It is an idiomatic expression indeed.
If it helps:
you can confer English stick, stuck, and sticky to see that the semantic fields entails a manner of adherence.
verstecken, versteckt seems to offer very similar semantics. The difference shouldn't concern us.
For sake of the argument you can substitue steckt with ist.
Second, isn't "in ihm drin" (= inside in him) redundant?
It kind of is, but then innen drin is an idiomatic collocation, especially in your construction. It can be frequently elided.

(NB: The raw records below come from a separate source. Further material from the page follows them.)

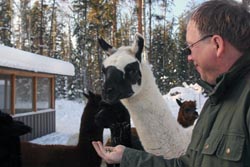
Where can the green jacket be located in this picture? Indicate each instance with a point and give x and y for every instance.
(222, 132)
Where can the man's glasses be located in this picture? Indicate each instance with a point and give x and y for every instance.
(187, 49)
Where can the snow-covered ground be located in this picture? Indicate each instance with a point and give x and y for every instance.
(68, 114)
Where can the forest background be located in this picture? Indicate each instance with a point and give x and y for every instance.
(68, 30)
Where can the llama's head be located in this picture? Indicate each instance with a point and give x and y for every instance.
(122, 70)
(187, 113)
(111, 115)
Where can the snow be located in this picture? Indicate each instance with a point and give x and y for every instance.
(18, 59)
(68, 114)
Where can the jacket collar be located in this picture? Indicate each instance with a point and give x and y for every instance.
(228, 80)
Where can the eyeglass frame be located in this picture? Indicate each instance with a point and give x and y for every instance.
(188, 50)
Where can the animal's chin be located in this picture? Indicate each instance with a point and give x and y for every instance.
(116, 99)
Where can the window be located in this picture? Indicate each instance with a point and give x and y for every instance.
(23, 100)
(5, 93)
(43, 93)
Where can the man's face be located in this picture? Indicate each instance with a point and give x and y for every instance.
(202, 54)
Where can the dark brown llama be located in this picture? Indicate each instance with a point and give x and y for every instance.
(187, 113)
(81, 155)
(116, 117)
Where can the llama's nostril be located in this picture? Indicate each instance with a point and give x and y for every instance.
(109, 90)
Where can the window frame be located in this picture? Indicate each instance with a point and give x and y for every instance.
(34, 76)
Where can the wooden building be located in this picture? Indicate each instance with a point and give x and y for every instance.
(27, 88)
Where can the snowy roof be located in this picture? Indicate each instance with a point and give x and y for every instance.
(18, 59)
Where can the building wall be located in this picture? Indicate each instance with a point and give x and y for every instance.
(42, 123)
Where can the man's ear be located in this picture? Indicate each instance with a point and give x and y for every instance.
(219, 44)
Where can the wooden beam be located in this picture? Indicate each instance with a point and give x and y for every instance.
(34, 94)
(25, 73)
(13, 94)
(52, 90)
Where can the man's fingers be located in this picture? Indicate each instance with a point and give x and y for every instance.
(96, 145)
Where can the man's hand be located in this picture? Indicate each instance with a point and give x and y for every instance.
(112, 155)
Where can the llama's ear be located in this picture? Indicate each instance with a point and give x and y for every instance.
(138, 45)
(179, 102)
(106, 47)
(86, 95)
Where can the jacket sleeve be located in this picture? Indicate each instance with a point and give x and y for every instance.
(137, 158)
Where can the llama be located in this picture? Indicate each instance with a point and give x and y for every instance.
(10, 130)
(129, 79)
(187, 113)
(81, 155)
(116, 117)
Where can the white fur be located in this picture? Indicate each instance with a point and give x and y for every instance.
(158, 129)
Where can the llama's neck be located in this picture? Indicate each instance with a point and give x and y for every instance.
(88, 130)
(121, 134)
(158, 129)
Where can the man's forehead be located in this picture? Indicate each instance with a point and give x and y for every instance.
(192, 32)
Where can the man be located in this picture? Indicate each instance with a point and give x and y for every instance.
(218, 37)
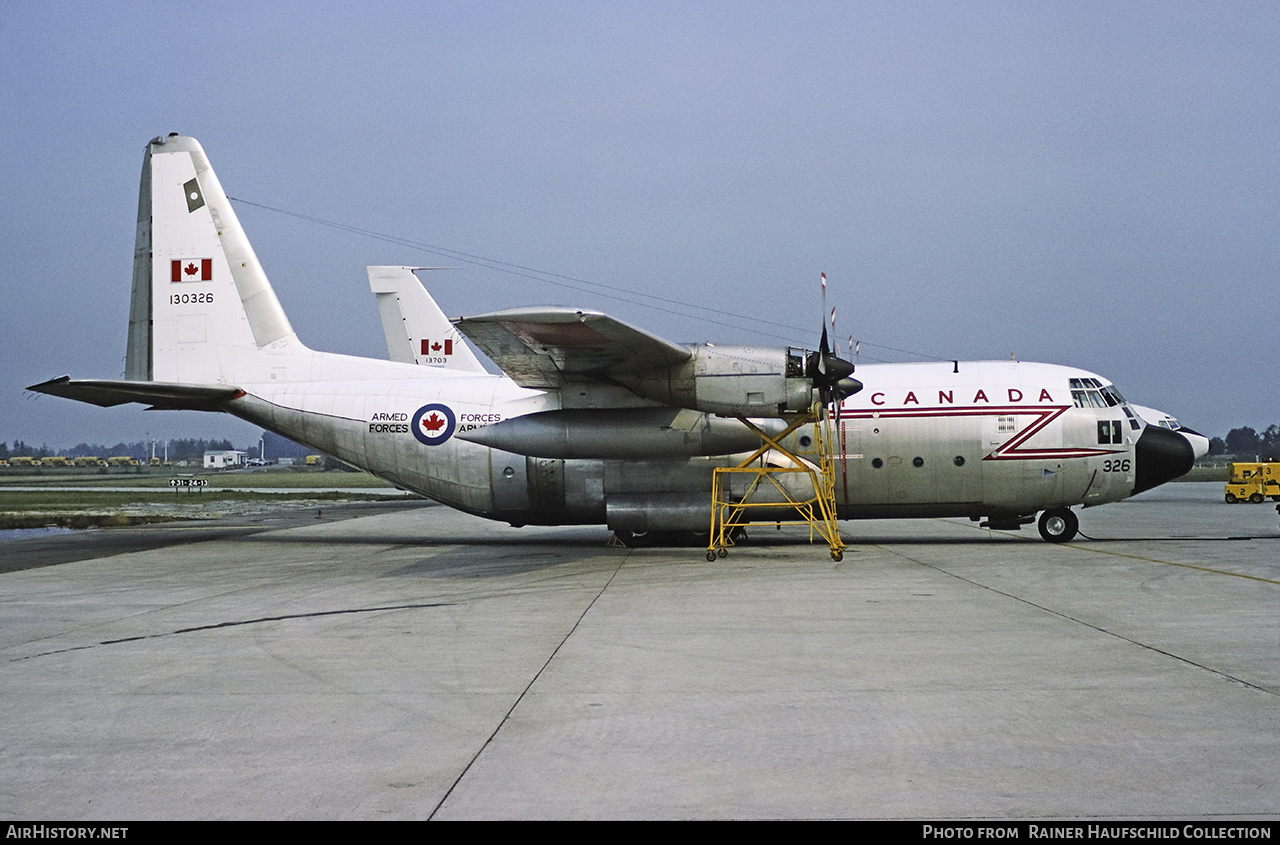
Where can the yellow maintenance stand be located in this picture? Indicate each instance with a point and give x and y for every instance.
(767, 492)
(1253, 482)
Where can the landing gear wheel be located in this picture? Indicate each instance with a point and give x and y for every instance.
(1059, 525)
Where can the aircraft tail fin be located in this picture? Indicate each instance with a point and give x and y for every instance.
(202, 310)
(416, 329)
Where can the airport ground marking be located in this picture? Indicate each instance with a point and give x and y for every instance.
(520, 698)
(1185, 566)
(1091, 625)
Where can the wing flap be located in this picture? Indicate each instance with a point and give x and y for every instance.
(159, 394)
(549, 347)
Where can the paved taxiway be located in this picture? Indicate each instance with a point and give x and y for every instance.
(400, 661)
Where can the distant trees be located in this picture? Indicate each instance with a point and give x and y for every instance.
(1247, 443)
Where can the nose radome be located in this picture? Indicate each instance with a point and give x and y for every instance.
(1162, 456)
(1200, 443)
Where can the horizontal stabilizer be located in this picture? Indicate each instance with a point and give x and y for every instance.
(160, 394)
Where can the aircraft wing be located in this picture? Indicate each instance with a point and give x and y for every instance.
(549, 347)
(159, 394)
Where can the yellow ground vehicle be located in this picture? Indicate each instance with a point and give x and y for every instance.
(1253, 482)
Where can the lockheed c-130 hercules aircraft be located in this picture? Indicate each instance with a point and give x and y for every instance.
(595, 421)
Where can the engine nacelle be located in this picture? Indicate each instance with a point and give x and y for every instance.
(618, 434)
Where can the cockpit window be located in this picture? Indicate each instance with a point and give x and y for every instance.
(1091, 393)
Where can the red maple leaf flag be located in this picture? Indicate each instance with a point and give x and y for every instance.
(430, 347)
(191, 270)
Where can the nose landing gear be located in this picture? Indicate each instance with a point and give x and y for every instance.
(1059, 525)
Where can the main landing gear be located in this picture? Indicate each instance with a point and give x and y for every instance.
(1059, 525)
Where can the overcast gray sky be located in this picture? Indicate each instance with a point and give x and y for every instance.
(1083, 183)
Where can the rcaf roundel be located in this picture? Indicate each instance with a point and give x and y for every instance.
(433, 424)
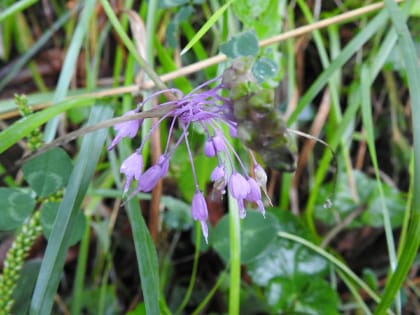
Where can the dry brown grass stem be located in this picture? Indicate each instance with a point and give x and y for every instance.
(341, 18)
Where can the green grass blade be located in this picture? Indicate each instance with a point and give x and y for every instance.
(146, 257)
(410, 247)
(15, 8)
(203, 30)
(352, 47)
(55, 254)
(70, 65)
(24, 126)
(129, 44)
(336, 262)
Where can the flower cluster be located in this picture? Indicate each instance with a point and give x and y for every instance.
(207, 108)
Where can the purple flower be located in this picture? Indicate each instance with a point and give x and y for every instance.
(255, 195)
(209, 149)
(218, 173)
(219, 143)
(241, 207)
(207, 108)
(260, 175)
(163, 161)
(150, 178)
(126, 129)
(238, 186)
(254, 190)
(199, 211)
(132, 168)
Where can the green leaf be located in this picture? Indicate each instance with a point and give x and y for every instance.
(241, 45)
(178, 214)
(282, 258)
(209, 23)
(264, 16)
(172, 3)
(15, 207)
(257, 233)
(302, 295)
(24, 126)
(49, 212)
(369, 197)
(48, 172)
(146, 258)
(25, 286)
(80, 179)
(264, 68)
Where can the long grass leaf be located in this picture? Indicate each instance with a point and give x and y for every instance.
(409, 251)
(24, 126)
(336, 262)
(15, 8)
(55, 254)
(46, 36)
(370, 139)
(203, 30)
(351, 48)
(70, 65)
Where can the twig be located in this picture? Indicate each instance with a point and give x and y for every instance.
(220, 58)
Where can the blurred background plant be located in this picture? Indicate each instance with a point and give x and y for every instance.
(341, 236)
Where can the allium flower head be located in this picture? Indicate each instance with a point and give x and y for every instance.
(213, 113)
(199, 211)
(126, 129)
(150, 178)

For it to be redundant you would have to pressume that it was a contraction of *dar in in. That's very unlikely. drin is a contraction of darinnen, as far as I know, but the phrase drinnen in may have formed after the contraction, with both parts covering different parts of speech.
This is similar to get off of that horse, which some argue were redundant.

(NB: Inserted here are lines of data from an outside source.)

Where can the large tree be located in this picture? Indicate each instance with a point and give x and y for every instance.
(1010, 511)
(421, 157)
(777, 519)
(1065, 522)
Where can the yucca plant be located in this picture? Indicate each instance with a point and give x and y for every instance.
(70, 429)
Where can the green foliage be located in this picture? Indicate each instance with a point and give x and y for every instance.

Actually, drin maybe thought of as complement, whereas in ihm is the adverbial preposition that situates the complement in context.

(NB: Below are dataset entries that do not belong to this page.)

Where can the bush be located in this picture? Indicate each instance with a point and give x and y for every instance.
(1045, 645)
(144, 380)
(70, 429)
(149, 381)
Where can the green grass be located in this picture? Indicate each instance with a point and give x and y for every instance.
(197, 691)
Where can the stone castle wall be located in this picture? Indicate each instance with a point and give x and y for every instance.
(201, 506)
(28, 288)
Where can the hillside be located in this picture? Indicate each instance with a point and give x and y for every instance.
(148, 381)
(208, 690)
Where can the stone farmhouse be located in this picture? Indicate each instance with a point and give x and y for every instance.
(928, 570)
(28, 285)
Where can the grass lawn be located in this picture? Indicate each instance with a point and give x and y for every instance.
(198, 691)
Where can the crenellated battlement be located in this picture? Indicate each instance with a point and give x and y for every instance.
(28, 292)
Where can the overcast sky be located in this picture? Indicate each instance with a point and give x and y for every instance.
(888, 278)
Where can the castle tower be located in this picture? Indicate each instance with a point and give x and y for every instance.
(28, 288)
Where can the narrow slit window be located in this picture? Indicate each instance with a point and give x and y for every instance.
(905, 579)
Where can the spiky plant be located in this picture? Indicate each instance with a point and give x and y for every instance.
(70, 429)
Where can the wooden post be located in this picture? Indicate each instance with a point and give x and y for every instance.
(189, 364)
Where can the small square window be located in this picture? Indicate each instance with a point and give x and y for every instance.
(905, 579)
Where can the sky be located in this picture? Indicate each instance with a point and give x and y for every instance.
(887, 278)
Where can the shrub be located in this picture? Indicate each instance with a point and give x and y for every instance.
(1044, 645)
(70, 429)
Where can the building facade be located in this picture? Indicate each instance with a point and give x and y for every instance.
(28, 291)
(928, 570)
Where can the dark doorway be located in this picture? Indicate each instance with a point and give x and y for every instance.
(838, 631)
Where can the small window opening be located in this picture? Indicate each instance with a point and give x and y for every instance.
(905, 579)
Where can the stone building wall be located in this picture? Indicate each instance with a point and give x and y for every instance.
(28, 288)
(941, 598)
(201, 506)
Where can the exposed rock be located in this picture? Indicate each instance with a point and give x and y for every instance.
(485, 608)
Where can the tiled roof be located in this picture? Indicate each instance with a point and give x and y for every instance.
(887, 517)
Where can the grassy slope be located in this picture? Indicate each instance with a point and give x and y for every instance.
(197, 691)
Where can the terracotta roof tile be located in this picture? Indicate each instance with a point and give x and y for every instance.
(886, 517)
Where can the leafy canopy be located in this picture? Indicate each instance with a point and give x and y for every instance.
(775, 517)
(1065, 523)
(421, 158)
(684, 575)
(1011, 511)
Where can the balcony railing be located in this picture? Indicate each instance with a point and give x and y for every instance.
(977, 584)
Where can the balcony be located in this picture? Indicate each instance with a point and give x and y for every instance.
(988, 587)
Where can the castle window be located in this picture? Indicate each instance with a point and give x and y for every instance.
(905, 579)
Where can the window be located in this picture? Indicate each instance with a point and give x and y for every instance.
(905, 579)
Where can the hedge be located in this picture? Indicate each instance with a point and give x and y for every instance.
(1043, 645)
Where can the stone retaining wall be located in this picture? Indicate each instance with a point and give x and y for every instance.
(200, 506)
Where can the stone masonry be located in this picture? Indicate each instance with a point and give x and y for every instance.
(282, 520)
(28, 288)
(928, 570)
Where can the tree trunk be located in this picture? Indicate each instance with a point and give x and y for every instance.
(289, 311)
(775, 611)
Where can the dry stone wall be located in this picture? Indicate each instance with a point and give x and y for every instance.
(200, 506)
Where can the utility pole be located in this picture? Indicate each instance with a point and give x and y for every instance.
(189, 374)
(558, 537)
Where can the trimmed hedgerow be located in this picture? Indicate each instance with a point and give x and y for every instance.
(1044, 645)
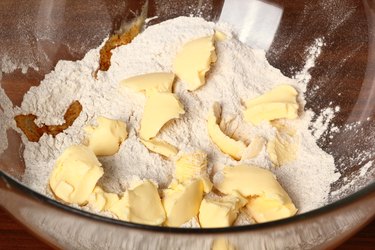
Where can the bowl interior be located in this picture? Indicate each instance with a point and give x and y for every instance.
(35, 36)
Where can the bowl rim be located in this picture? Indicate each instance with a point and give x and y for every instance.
(348, 200)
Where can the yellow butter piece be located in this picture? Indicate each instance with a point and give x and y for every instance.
(160, 147)
(182, 201)
(159, 109)
(280, 102)
(159, 82)
(75, 175)
(264, 209)
(222, 244)
(101, 200)
(193, 166)
(106, 138)
(251, 181)
(281, 149)
(226, 144)
(140, 204)
(193, 61)
(220, 212)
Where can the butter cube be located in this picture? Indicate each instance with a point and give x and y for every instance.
(280, 102)
(75, 175)
(264, 209)
(193, 61)
(226, 144)
(182, 201)
(159, 109)
(281, 150)
(193, 166)
(140, 204)
(159, 82)
(106, 138)
(220, 212)
(100, 200)
(160, 147)
(255, 182)
(222, 244)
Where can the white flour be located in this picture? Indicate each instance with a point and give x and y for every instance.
(240, 73)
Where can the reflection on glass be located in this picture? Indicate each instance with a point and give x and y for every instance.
(255, 21)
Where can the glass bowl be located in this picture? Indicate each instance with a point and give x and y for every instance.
(36, 34)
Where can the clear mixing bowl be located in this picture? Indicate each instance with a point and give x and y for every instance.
(34, 35)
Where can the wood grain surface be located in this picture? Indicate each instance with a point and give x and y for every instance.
(14, 236)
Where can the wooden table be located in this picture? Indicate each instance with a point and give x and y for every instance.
(14, 236)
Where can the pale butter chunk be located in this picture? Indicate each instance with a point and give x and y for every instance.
(193, 166)
(182, 201)
(160, 147)
(159, 82)
(193, 61)
(140, 204)
(106, 138)
(220, 211)
(257, 183)
(226, 144)
(101, 200)
(159, 109)
(280, 102)
(75, 175)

In Ihm steckt mehr drin (als man denkt).
Logically, you might as well parse Drin as a noun in this case, which might seem paradox, but it is the only obvious parse. Cp. In Ihm steckt mehr Leben (als man denkt). This is admissable because adjectives nominalize. Cp. In ihm steckt mehr Schönes. This parsing is not so obvious in the form that you cited.
[Es] steckt mehr in ihm drin
First, it should be notable that this word order regularly requires a dummy subject, Es, precisely because Drin(nen) is not a proper noun, nor is any other constituent. Cp.? Mehr Drin steckt in ihm. (Yoda it sounds like). The usual word order would be: In ihm steckt mehr als man denkt, in which case there is a phrasal subject and we can transpose it to gain an almost acceptable variant in SVO: ?Mehr als man denkt steckt in ihm.
Second, drin can still be parsed as a determiner, not the least if dar is originally deictic. I'm sure there is a good explanation that is obscured beyond believe. And I guess that it is more common to describe it as an adverbial modifier to the verb, viz. drin stecken, but I am not sure. As one might say, da steck ich nicht drin (I'm not into it). If you want to know more about that you should open another question under the relevant topic.